Briefwisseling tusschen Indische en Hollandsche jongelui.
Zoo men zich zal herinneren heeft eenige maanden geleden in Neerlandia een oproeping gestaan voor Hollandsche jongelui, welke zich beschikbaar wilden stellen om met Indische jongelui in geregelde briefwisseling te treden.
Gelukkig kan gezegd worden, dat de oproeping succes heeft gehad, want een aantal jonge Nederlanders meldden zich aan en schrijven sedert geregeld aan de Indische liefhebbers, die op hun beurt daarop antwoorden.
Toch schijnt in Indië de liefhebberij hiervoor grooter dan in ons land, althans telken male komen aanvragen uit Indië om meer adressen, die, jammer genoeg, niet kunnen worden verschaft, door gebrek aan Hollandsche deelnemers.
Jammer is dit zeker, ten eerste omdat de Indiërs, die geen adressen kunnen krijgen, in hun streven worden tegengehouden, ten tweede ook is het te betreuren, dat niet veel meer Nederlandsche jongelui aan dit voor hen zelven eveneens zoo nuttige werk willen meedoen.
Inderdaad nuttig is de briefwisseling, want daardoor toch komen wij, Nederlanders, meer en beter op de hoogte van de Indische toestanden en gewoonten, terwijl de Indiërs uit onze brieven onze levenswijze en toestanden beter leeren kennen.
Ik kan derhalve de jongelui, die zich nog niet aanmeldden om aan de briefwisseling deel te nemen, ten zeerste aanbevelen, dit alsnog te doen.
Sassenheim.
GERARD C. KORNMANN,
Lid van het A.N.V., Afd.
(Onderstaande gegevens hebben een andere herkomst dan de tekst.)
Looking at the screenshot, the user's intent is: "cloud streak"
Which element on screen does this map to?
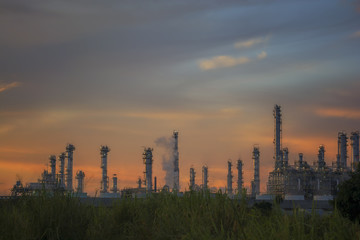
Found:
[0,82,20,92]
[315,108,360,119]
[257,51,267,60]
[199,56,251,70]
[234,38,267,48]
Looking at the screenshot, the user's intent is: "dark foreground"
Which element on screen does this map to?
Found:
[0,193,360,240]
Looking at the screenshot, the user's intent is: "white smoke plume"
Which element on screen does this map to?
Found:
[155,137,175,188]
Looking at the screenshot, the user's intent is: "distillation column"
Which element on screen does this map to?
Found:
[227,161,233,194]
[173,131,180,191]
[274,105,282,170]
[236,159,243,193]
[111,174,118,193]
[66,144,75,191]
[350,132,359,170]
[100,146,110,193]
[59,153,66,188]
[189,167,196,190]
[75,170,85,193]
[337,132,348,170]
[202,165,208,190]
[143,148,153,193]
[49,155,56,184]
[251,147,260,197]
[317,145,326,170]
[282,148,289,168]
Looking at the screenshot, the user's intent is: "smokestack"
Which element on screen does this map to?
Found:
[137,177,142,189]
[100,146,110,193]
[59,153,66,188]
[111,174,118,193]
[66,144,75,191]
[350,132,359,170]
[318,145,326,170]
[236,159,243,193]
[154,177,157,192]
[299,153,304,168]
[173,131,180,191]
[282,148,289,168]
[251,147,260,197]
[49,155,56,184]
[75,170,85,193]
[337,132,348,169]
[143,148,153,193]
[274,105,282,170]
[202,165,208,190]
[189,167,195,190]
[227,161,233,194]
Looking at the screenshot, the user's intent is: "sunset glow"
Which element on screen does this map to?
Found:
[0,0,360,195]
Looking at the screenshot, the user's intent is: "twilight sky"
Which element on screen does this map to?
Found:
[0,0,360,195]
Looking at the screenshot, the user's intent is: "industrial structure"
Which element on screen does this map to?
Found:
[12,105,359,200]
[110,174,119,193]
[226,160,233,195]
[100,146,110,193]
[350,131,359,170]
[267,105,359,200]
[143,148,153,193]
[173,131,180,191]
[189,167,196,190]
[59,152,66,189]
[11,144,86,196]
[202,165,209,190]
[251,146,260,197]
[75,170,85,194]
[66,144,75,192]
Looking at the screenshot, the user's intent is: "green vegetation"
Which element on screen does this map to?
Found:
[335,165,360,222]
[0,192,360,240]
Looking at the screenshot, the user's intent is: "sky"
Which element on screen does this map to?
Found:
[0,0,360,195]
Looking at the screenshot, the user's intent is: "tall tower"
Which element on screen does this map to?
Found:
[337,132,348,169]
[143,148,153,193]
[59,153,66,188]
[173,131,180,191]
[274,105,282,170]
[66,144,75,191]
[236,159,243,193]
[111,174,119,193]
[282,148,289,168]
[317,145,326,170]
[251,147,260,197]
[202,165,209,190]
[75,170,85,193]
[350,132,359,170]
[49,155,56,183]
[100,146,110,193]
[227,161,233,194]
[189,167,196,190]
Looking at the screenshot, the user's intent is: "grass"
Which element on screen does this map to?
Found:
[0,192,360,240]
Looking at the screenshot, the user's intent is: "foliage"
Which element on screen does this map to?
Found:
[335,165,360,221]
[0,192,360,240]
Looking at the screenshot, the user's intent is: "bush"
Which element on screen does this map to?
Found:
[335,165,360,221]
[0,192,360,240]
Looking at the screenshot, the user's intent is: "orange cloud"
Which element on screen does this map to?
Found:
[257,51,267,59]
[315,108,360,119]
[199,56,251,70]
[234,38,268,48]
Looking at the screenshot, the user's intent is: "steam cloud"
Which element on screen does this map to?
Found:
[155,137,175,188]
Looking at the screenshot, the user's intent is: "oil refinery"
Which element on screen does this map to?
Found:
[11,105,359,200]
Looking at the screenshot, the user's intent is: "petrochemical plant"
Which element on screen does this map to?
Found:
[11,105,359,200]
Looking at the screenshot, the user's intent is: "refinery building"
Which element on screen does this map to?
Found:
[12,105,359,200]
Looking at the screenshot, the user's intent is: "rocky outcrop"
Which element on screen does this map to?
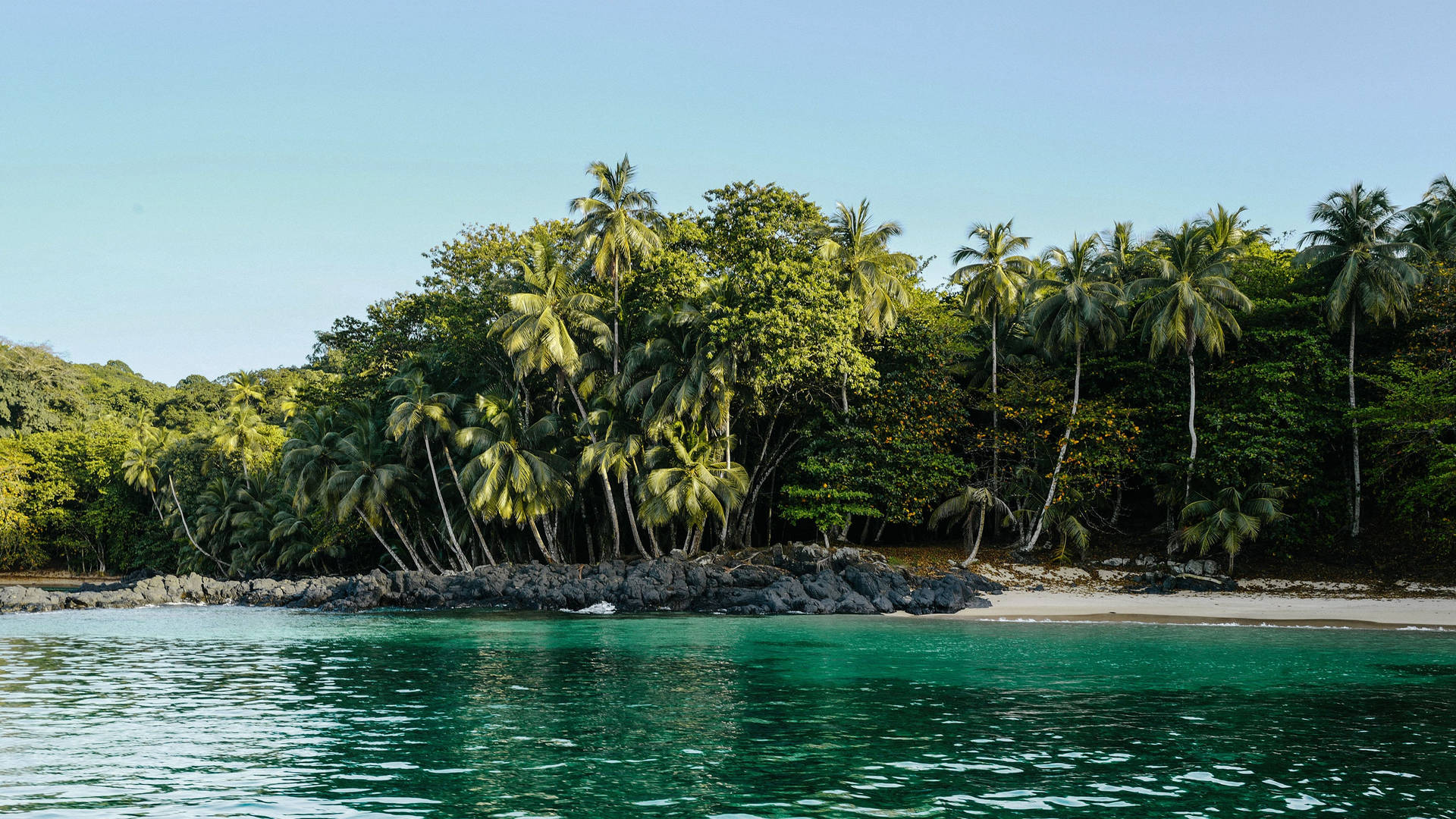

Haarlem.
* * *
Toen ik een paar jaar geleden tot de vertegenwoordiger van Groep Ned. Indië te 's-Gravenhage een verzoekschrift richtte ten einde de toestemming te verkrijgen om de indiese jongelieden aan te sporen, in korrespondentie te treden met de hollandse jongelui, was ik er reeds zeker van, dat het aantal liefhebbers in Indië groot zou zijn, al moest ik bekennen, dat de nederlandssprekende inlanders nog heel weinig waren.
Sinds enige tijd is de briefwisseling aan de gang en nu is gebleken, dat uit Indië veel te veel aanvragen zijn ingekomen zoowel aan het adres van de heer Rompel als aan dat van de ondergeteekende.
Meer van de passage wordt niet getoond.